Aynur Karamanlı Cihangir’de doğup büyümüş bir şair. Cihangir’in seçkin, burjuva ve özgür havası, Beyoğlu’nun kozmopolit düşüncesiyle onda derin izler bırakmış. Sanat ve şiir bu alt yapının açığa çıktığı zemin olmakta gecikmemiş. Ve Cihangir’in özgür havası ile Beyoğlu’nun kozmopolit yapısı onun şiir anlayışını oluşturmuş: hiçbir yapının, birikimin, geleneğin etkileyemediği, sahici ve lirik bir şiir. Söz nasıl geliyorsa içinden o şekilde, çağrışımlarla yazmayı tercih etmiş. Şair hayallerini, izlenimlerini sözcükler nasıl geliyorsa öyle ifade etmiş.
Hayatın içinden yazıyor Aynur Karamanlı. Yaşadıklarını, düşüncelerini şiire sokmaktan korkmuyor. Hatta daha ileri gidip sıradan, alışılmış hayatın şiirini yazıyor, sıradan hayata şiirsel bir tad vererek. Hayatı, özellikle de günlük hayatta olup biten basit hayatı yeniden tanımlıyor, hayatta olup bitenlere, yaşadıklarına bir anlam vermeye çalışıyor. Şiirin gizemine de bunu yaparken varıyor. “Dalgası sahile vurur/ Sen kıyıdaki küçük tekneyi izlersin/Yüreği bir sağa bir sola savrulur.” (Hani açıklardan büyük bir gemi geçer) Bu şiiri okurken başlıktan sonra birden farklı bir üçlükle karşılaşırız. Bir kayığın salınımı vardır görüntüde.
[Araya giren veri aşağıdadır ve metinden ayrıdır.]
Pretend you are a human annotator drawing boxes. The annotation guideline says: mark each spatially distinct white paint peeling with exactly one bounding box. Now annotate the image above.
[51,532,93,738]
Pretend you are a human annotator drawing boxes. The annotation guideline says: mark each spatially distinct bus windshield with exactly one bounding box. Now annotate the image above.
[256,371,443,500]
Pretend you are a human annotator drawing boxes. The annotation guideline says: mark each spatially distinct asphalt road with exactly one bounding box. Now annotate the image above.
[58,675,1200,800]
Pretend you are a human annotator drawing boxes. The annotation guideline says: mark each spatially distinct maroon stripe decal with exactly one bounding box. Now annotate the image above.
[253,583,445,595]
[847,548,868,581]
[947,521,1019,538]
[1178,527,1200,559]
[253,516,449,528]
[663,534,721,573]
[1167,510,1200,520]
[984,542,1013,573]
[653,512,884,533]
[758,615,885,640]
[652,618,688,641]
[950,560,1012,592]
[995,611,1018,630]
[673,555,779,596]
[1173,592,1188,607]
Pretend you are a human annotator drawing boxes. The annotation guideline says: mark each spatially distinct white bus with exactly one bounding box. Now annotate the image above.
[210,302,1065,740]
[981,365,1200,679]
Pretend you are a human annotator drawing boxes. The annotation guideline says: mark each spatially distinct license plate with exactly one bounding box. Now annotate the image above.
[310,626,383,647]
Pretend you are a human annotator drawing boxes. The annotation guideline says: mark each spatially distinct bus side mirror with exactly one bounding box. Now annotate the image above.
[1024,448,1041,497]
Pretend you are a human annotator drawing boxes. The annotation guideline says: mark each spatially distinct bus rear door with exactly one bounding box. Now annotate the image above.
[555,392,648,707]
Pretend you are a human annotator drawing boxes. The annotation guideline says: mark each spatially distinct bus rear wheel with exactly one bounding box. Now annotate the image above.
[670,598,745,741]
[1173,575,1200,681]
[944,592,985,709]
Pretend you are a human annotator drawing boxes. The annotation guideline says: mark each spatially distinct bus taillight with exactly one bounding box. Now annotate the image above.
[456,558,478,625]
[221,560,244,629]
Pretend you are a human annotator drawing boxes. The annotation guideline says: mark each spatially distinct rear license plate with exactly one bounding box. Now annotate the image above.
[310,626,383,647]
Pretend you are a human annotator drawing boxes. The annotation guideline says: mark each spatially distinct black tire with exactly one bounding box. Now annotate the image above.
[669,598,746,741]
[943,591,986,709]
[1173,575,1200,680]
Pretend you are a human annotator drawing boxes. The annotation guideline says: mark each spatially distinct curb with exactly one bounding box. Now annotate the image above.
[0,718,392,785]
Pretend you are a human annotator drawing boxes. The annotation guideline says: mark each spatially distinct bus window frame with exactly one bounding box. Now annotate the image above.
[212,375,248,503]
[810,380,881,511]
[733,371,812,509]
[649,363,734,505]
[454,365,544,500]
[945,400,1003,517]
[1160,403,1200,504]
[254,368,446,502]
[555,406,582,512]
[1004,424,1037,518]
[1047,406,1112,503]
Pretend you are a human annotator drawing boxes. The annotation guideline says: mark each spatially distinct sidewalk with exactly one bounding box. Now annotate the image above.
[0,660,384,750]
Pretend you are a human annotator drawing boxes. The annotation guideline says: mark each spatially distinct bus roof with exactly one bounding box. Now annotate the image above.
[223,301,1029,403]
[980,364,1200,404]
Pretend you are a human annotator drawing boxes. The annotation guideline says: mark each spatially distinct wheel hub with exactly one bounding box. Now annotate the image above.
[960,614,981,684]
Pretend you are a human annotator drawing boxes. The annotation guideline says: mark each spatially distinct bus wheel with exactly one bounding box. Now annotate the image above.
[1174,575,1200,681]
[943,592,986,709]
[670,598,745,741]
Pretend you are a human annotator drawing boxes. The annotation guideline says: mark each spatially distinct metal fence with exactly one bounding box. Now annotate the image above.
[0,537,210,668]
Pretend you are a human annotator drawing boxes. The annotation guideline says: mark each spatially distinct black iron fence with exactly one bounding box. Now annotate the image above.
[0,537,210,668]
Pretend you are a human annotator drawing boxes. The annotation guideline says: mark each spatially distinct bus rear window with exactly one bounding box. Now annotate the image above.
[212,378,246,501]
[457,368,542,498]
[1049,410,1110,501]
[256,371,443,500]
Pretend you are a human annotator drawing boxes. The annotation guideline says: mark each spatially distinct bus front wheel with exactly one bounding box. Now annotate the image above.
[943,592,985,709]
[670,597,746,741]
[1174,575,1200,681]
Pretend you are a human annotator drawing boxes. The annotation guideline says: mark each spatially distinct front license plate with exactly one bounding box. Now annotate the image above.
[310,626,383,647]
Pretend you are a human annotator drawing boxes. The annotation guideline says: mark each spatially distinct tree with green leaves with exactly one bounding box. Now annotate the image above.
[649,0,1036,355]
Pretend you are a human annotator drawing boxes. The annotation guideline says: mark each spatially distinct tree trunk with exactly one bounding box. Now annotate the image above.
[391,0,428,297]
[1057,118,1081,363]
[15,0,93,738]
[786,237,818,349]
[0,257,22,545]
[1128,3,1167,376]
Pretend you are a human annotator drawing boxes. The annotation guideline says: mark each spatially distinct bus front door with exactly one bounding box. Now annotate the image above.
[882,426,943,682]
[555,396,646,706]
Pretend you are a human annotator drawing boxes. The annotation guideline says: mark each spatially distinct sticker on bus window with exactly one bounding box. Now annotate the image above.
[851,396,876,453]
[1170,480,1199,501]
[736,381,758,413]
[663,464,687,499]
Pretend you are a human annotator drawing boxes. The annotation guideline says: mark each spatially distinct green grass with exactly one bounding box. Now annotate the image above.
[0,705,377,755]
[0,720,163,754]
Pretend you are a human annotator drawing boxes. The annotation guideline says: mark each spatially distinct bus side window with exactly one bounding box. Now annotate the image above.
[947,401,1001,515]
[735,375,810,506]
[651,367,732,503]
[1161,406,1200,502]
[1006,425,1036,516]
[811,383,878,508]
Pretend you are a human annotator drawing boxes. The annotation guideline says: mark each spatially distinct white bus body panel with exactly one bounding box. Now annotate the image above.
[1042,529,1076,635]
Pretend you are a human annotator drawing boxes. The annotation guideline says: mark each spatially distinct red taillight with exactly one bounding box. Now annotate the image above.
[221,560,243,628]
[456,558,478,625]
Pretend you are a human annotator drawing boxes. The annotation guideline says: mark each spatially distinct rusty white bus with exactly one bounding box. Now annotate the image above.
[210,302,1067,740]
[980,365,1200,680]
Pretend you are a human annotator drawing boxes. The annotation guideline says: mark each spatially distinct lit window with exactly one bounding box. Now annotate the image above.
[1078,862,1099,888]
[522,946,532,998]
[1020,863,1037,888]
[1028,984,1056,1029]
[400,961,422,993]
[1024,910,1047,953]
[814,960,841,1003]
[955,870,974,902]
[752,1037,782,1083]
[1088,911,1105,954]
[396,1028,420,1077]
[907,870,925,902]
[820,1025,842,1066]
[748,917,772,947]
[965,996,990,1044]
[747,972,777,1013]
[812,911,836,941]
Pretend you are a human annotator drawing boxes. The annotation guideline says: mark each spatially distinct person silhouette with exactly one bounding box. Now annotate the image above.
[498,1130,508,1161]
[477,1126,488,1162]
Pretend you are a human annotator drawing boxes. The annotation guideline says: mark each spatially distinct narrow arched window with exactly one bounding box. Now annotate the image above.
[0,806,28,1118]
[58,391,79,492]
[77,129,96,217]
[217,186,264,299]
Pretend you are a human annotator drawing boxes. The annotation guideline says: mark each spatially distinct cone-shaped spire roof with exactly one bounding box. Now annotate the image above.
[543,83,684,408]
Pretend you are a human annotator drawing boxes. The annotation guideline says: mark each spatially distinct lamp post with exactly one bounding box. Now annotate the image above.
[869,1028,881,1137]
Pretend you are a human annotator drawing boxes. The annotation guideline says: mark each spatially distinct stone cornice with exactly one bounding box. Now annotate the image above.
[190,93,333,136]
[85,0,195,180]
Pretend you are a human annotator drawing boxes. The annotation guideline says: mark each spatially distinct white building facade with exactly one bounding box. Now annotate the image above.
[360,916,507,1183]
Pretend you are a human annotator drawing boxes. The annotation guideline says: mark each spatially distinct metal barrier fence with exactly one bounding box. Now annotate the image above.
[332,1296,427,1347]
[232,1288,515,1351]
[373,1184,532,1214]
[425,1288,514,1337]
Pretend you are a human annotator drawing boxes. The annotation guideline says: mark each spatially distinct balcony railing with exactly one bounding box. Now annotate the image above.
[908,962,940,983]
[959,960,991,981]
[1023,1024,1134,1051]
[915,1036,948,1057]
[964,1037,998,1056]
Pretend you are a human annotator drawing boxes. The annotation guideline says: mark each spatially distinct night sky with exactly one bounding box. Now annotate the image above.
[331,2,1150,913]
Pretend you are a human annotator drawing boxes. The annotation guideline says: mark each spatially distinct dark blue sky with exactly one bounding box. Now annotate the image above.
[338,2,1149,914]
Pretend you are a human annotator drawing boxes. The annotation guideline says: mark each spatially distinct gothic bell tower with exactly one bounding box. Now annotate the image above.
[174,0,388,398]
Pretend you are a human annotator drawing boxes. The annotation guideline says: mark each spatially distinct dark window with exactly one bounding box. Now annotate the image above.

Ama başlıkla okuyunca görüntü netleşir. Şiir bir geminin çıkardığı dalgaya yakalanan bir kayığı almıştır odağa ama son dizede her şey değişir. Aşkın dalgasına kapılmış bir kişinin tanımıdır artık okuduğumuz.
Bu kitapta böyle çok şaşırtıcı şiir bulacaktır okuyucu.